Since 2006 Madeline has lived and worked between Mexico and the Dominican Republic. Her artistic practice develops around the possible relationships between body/matter and geometry, rethinking the condition of the exotic, the strange and migration, approaching them from the understanding of her own body and in permanent dialogue with the space that surrounds her. Through her research she is interested in thinking about the possibilities of constructing a “decolonial object” and investigating the way in which it operates when it enters the structures of contemporary art.


She is a graduate of Fine Arts at the Altos de Chavón School, affiliated with Parsons The New School for Design in New York, the National School of Plastic Arts at UNAM and the SOMA Educational Program (2015-2016).


Her most recent solo exhibition is Baby dale suave cuando bajes (2021) at Arroniz Arte Contemporáneo (Mexico City).

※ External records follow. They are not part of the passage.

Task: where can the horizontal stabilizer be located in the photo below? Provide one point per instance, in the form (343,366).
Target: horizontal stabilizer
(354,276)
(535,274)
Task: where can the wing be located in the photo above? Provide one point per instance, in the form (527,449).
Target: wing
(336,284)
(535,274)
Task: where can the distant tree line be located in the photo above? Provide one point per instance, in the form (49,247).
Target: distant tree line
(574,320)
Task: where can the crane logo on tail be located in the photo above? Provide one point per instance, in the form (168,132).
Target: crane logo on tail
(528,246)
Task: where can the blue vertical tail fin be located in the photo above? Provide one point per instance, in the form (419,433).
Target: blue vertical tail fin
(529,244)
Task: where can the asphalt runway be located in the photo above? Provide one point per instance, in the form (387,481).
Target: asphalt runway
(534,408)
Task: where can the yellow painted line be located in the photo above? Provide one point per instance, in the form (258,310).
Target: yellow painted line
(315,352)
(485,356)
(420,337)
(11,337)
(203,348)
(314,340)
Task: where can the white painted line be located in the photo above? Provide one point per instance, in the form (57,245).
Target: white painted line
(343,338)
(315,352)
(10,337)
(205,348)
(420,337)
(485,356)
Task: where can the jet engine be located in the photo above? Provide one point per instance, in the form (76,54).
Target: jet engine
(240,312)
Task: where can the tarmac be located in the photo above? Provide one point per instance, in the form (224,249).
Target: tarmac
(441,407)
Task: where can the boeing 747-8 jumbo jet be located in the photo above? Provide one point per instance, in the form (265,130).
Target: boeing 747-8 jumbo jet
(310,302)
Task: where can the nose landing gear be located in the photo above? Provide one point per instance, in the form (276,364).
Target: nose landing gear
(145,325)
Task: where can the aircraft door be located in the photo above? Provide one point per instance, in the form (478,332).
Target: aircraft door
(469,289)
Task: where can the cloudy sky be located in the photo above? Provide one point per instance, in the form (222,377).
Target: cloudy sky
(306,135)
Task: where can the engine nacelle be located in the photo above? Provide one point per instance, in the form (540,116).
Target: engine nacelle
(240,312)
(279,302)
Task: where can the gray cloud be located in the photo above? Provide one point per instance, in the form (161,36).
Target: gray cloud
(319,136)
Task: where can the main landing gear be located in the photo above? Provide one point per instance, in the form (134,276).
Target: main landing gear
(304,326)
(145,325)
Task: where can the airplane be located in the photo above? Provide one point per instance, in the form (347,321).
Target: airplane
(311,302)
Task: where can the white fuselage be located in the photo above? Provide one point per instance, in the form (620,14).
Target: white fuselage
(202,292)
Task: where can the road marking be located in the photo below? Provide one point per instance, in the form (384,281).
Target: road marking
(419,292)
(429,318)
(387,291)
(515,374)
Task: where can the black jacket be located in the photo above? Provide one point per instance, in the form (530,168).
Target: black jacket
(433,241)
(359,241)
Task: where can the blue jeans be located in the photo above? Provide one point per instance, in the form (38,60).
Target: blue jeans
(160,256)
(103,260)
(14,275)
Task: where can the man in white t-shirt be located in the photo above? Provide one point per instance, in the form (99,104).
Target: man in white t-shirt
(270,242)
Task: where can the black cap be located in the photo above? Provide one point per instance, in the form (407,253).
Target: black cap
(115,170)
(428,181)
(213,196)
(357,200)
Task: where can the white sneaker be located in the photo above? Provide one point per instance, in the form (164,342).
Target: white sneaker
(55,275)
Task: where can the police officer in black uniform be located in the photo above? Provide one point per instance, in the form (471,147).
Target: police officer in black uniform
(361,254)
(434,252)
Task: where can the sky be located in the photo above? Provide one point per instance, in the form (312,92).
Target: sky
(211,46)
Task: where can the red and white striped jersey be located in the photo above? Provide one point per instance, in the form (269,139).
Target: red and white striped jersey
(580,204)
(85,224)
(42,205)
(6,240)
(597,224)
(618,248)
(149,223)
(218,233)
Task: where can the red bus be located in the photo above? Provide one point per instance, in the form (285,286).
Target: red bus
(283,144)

She has participated in several group exhibitions, among them: one month after being known in that island (2020) at the Kulturstiftung Basel H. Geiger (Basel, Switzerland); Otrxs mundxs (2020) at the Museo Tamayo (Mexico City) and Mesotrópicos (2021) at the Museo de Arte Contemporáneo de Panamá (Panama City). She has been a guest artist at the XIV Biennial FEMSA-Inestimable chance (Morelia/Patzcuaro, Mexico), the Kochi Muziris Biennalle 2016 (India) and the XXVII National Biennial of Visual Arts of Santo Domingo (Dominican Republic). In addition, she has been invited to the artist residency programs of Casa Wabi in 2019 and the Caribbean Art Initiative in 2020.


Her practice has been reviewed in several specialized editorial publications including Hyperallergic, Artforum, Artischock, Terremoto, Revista de Arte de la UNAM, Gatopardo, among others.

She is currently a recipient of a research and production grant from Creative Capital, New York, USA.

 
Practice
Madeline Jiménez Santil is an artist living and working between Mexico and the Dominican Republic. Her artistic practice explores the relationships between the body, matter, and geometry, revisiting notions of exoticism and migration. She aims to create "decolonial objects" that challenge the norms of contemporary art.